McConnell Dowell, Mastermyne and Sibthorpe may soon be rewarded for their years of work developing a blueprint for an “off-the-peg” civil tunnelling solution for the mining industry. Following breakthrough on the first of the two TBM excavated drift tunnels at Grosvenor Mine, Anglo American Underground Construction Manager Adam Foulstone conceded that civil tunnelling was the “better methodology,” adding: “Use of TBMs opens up a new chapter not just with Anglo American, but with the whole coal industry in Australia. Now we can draw up a new coal mine in less than a year, compared with two to three years if we use roadheaders. Anywhere we need to get men and materials into an underground environment is an opportunity to use a TBM”.

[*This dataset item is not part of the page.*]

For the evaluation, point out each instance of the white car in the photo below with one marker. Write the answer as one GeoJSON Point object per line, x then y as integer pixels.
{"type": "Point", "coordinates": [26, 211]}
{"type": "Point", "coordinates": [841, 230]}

McConnell Dowell is confident that teaming up with Mastermyne will increase its ability to break open the mining industry to civil tunnelling techniques, but Sibthorpe realises there is a hard sell ahead. “Once this method becomes the default, which i am confident it will, then mine planning and costing will include this technology, and then first coal will no longer be two or three years from site access, it could be less than one. The potential for the civil tunnelling industry is huge, but the challenges for us are great also, not least of which is the mindset within the mining industry that what is done now is acceptable and dependable.”